Floyd Zettler, who has built Habitat houses in Effingham and other communities, said Oglesby has the “biggest passion that I’ve ever seen for people in need.” Zettler fondly recalled his first meeting with the man he called “Mr. Habitat of Effingham County.”

“I think he was just testing me,” Zettler said, “but his first words when we sat down to have a cup of coffee were, ‘Floyd, would you open us in a word of prayer?’”

 Those words of thanks offered when Oglesby sits down for a meal, or even a cup of coffee, are often followed by an update on his latest project — or an assignment for it.

“There’s always a project,” Ricky Oglesby said. “We all come together for Thanksgiving holidays, and there’s a project. The family has to do something. We have to build something. But it’s an honor to be part of that.”

Parker Cates learned that full well after marrying the Oglesbys’ daughter Sue. Cates told his story of driving from Atlanta to Effingham on seven straight Saturdays to help his father-in-law with a building project.

Cates said he would drive for three hours, arrive in Effingham at 7 a.m. and work alongside Oglesby all day. Once the skies turned dark, Oglesby simply pulled out portable lights so they could keep working.

“He’s still wanting to go — but that’s the way he is,” Cates said. “The man never gives up, never gives out.”

Because Oglesby routinely shows that type of commitment, Megan Thompson called him “an inspiration.” Thompson, the president of Habitat of Effingham’s board of directors, held Oglesby’s hand and smiled as she spoke to the audience.

Thompson referenced her Bible study of Exodus chapter 38, which includes Bezalel building the first temple following the Exodus. Bezalel is described in the Bible as a skilled craftsman filled with the spirit of God.

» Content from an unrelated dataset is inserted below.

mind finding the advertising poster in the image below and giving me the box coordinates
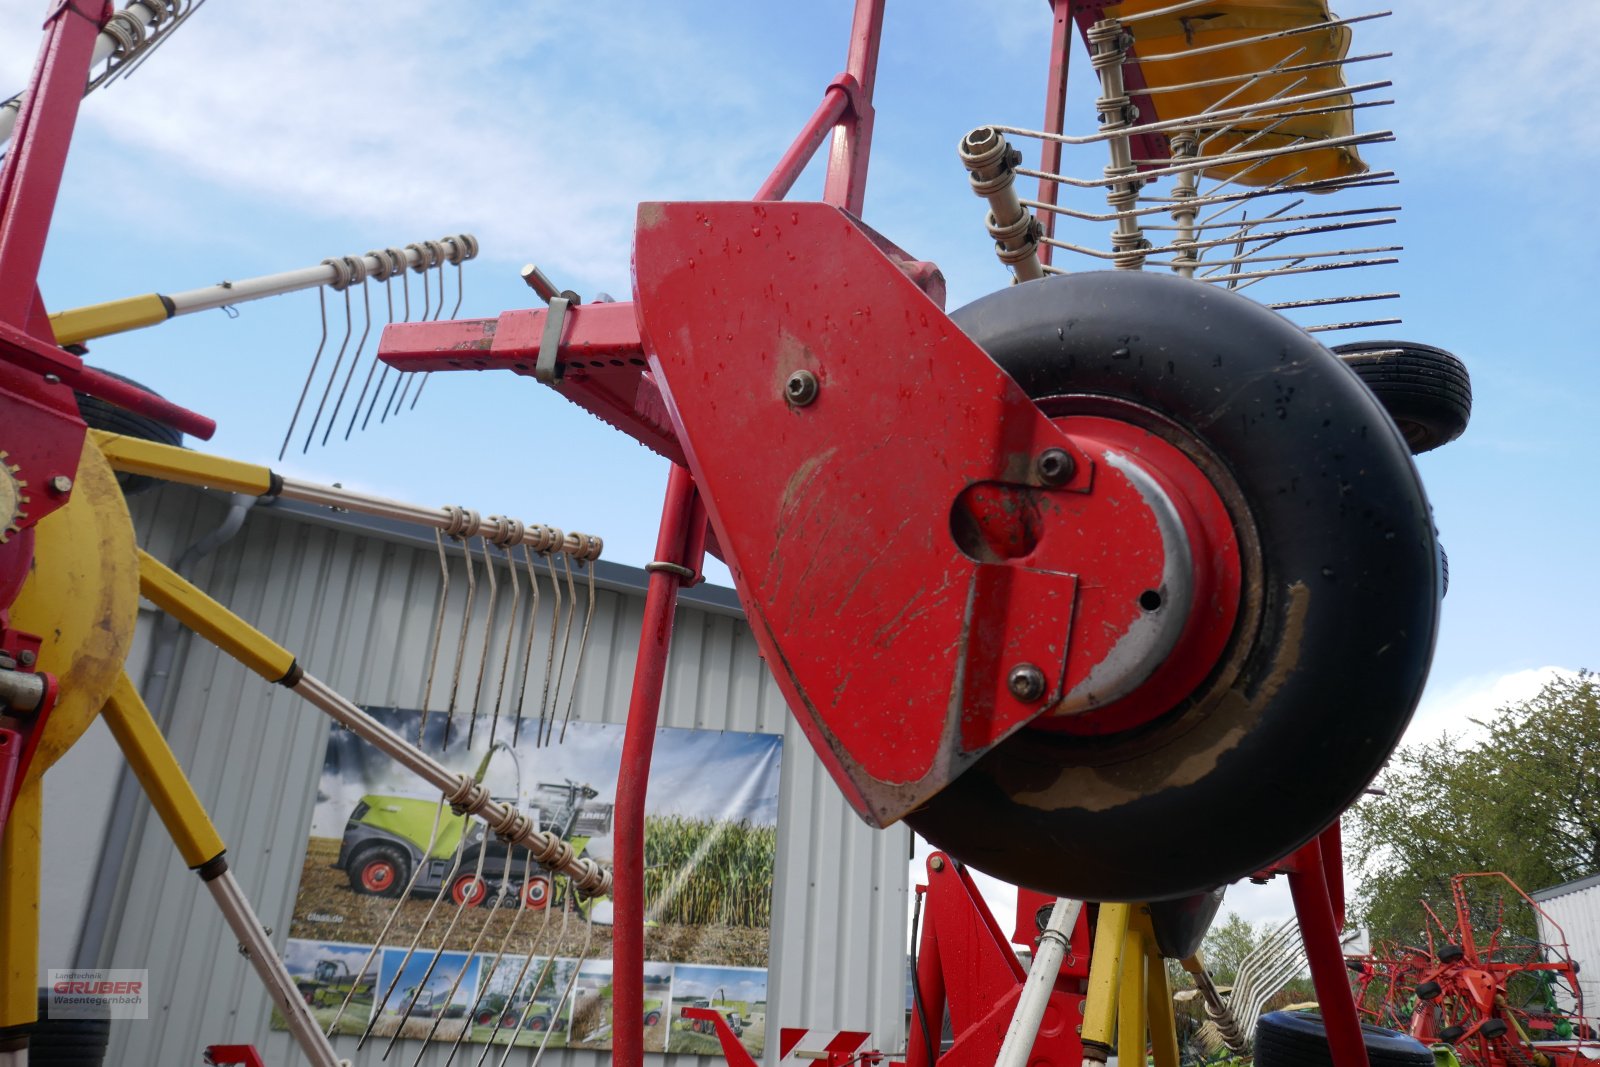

“As I was reading that book, I was thinking of my buddy — the man who started Habitat in Effingham County,” Thompson said. “Before he was building houses for people who need homes, he was building churches. He retires from building, and he keeps building.”

For Zettler, a different Bible verse comes to mind when he thinks about Oglesby. Zettler said his friend epitomizes Philippians 4:13 — “I can do all things through Christ who strengthens me” – because Oglesby’s “life is built on the Lord.”

“That’s the kind of man that Mr. Morris is,” Zettler said. “That’s the kind of man that we all need to be.”

As his father was being showered with praise, Webby pointed out, “He’s not a perfect man, of course. None of us are.

“But,” he added, “when I think about a man that I would want to walk in his footsteps, it’s my dad.”